Cantuaria medialis
- Conservation status: Data Deficient (NZ TCS)

Scientific classification
- Kingdom: Animalia
- Phylum: Arthropoda
- Subphylum: Chelicerata
- Class: Arachnida
- Order: Araneae
- Infraorder: Mygalomorphae
- Family: Idiopidae
- Genus: Cantuaria
- Species: C. medialis
- Binomial name: Cantuaria medialis Forster, 1968

= Cantuaria medialis =

- Authority: Forster, 1968
- Conservation status: DD

Species of spider

Cantuaria medialis is a species of trapdoor spider endemic to New Zealand.

==Taxonomy==
This species was described in 1968 by Ray Forster from a single female specimen collected in Marlborough.

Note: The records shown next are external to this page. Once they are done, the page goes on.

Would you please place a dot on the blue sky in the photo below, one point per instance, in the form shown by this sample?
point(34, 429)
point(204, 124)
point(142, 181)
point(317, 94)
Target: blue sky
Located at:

The holotype is stored at Otago Museum.

==Description==
The female is recorded at 17mm in length. The carapace and legs are pale reddish to orange brown. The abdomen is shaded dorsally with reddish brown.

==Distribution==
This species is only known from Marlborough, New Zealand.

==Conservation status==
Under the New Zealand Threat Classification System, this species is listed as Data Deficient with the qualifiers of "Data Poor: Size", "Data Poor: Trend" and "One Location".